Mothering alone means all the pressure is on you. It means you make all the decisions and are 100% responsible for your children. There isn’t always someone to back you up. If you feel it’s hard, it is with good reason. But if you are doing your best, that is enough, and you should have confidence in your ability to mother alone.
Consider this. A few months before I left my ex, we had an argument over something minor. Probably because I left an empty toilet roll in the bathroom. After a couple of days of being subjected to the silent treatment, I remember wondering why I was still there. The only reason I could come up with was the fact I didn’t want to be a single parent.
It had nothing to do with wanting to save our relationship, but simply the prospect of mothering alone was overwhelming. I had single mum friends and I didn’t know how they managed to successfully juggle everything. So, I apologised and we went about our lives, until I was confronted with something I could not put up with. With two children under 4, no home and no money in the bank, I left and became the strong single mother I never thought I could be.
Ignore the critics (or the voice in your head), you’ve got this…
Why you should have confidence in your ability to mother alone
You gave them life
You grew a human inside of you. You know the saying, if you can give up wine for 9 months you can get through anything. Wait, maybe the saying is if you can get through childbirth? Either way, it’s true!

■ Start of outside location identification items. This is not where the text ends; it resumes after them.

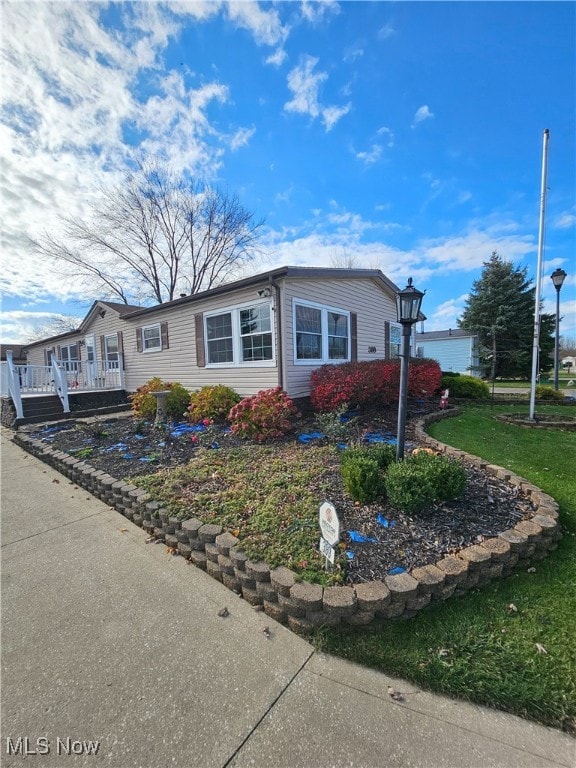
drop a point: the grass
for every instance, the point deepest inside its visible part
(478, 648)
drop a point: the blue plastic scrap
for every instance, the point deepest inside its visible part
(306, 438)
(384, 522)
(358, 537)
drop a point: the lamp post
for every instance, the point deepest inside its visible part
(558, 277)
(408, 304)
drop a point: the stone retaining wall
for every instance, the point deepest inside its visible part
(305, 607)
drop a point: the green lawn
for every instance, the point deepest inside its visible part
(477, 647)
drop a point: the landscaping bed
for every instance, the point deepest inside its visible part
(268, 495)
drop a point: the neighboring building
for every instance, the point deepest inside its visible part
(455, 350)
(271, 329)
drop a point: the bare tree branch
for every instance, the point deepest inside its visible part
(154, 236)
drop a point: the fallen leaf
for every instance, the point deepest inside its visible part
(396, 695)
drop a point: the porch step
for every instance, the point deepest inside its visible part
(44, 408)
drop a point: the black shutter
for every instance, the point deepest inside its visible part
(387, 340)
(199, 332)
(164, 335)
(353, 337)
(120, 338)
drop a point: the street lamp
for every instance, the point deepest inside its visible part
(408, 304)
(558, 277)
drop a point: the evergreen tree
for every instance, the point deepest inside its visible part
(500, 309)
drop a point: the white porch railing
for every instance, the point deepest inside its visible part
(61, 378)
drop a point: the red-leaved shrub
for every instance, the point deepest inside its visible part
(267, 414)
(371, 382)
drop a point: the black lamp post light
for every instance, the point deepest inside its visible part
(408, 304)
(558, 277)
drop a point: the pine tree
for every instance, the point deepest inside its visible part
(500, 309)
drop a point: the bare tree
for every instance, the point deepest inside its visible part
(156, 236)
(54, 327)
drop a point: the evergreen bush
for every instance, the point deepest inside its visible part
(212, 402)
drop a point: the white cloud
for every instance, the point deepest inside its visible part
(331, 115)
(241, 138)
(386, 32)
(18, 327)
(277, 58)
(305, 84)
(384, 131)
(565, 220)
(422, 113)
(315, 12)
(372, 156)
(446, 314)
(265, 26)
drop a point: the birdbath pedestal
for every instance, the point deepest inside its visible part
(160, 406)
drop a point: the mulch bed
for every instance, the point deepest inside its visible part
(127, 448)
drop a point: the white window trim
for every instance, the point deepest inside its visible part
(107, 351)
(237, 362)
(324, 327)
(152, 349)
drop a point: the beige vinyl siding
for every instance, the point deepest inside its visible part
(178, 363)
(364, 297)
(36, 352)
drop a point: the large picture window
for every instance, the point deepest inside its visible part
(151, 338)
(321, 334)
(239, 336)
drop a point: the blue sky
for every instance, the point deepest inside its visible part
(405, 136)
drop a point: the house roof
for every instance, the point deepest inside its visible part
(451, 333)
(16, 349)
(270, 276)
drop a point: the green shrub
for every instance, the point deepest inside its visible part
(446, 476)
(382, 453)
(144, 403)
(212, 402)
(407, 488)
(548, 393)
(465, 386)
(268, 414)
(421, 479)
(362, 478)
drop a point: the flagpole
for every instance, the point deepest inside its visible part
(536, 345)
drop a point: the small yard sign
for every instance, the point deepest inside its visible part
(330, 527)
(329, 523)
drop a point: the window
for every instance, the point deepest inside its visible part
(90, 349)
(256, 334)
(111, 348)
(321, 334)
(239, 336)
(151, 339)
(219, 338)
(69, 356)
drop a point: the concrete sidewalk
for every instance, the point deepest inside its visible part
(108, 639)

What’s more, you survived those few sleep deprived months with bags under your eyes and spew on your clothes. You were there before anyone else and felt them kicking inside of you.
You know what you want for your children
Whether you are partnered or single your values and goals are still going to be the same. When you are mothering alone you are able to instil these in your children every day. You go with your gut and follow your intuition. You will be just fine, and so will they.
You will always work it out
It may not be perfect but you will get the job done. You are a surviving single mother and that is something to be bloody proud of. You are resourceful and in those moments when you don’t have the answer you are still prepared to find out. Why do you think Google was invented?
You are their person
You could be reassuring your fifteen-year-old daughter that just because her boyfriend broke up with her, there will be many more boys to come. Or, you know to stop yourself from running onto the pitch every time your eight-year-old son falls over at soccer. Because, he gets embarrassed. Every day your children change, and you are there to experience it. You know them.
It’s you and your children against the world
You’re a mother lion protecting her cubs. You know intuitively when your children need to stand up on their own or when they need a little extra assistance. It is you that knows they need crystals under their pillow to sleep, or how to cook their favourite meal. Take pride in the fact that it is you that makes the difference in their present and their future. As a single parent, you are a Queen of multitasking, a master of snuggles and an expert at applying band-aids to invisible scratches.
Remember, you may be mothering alone, but you are not alone. You don’t have to do it all. Friends, family and single mum services are often there to lift you up if you feel as though you are struggling.
You love your children and they love you. Their big hugs and smiles are all the confidence you need when mothering alone. Be proud of your efforts. You are a strong, independent single mother. You will have good days and bad days, but you have one of the most rewarding jobs in the world. Raising humans. With a bond like no other.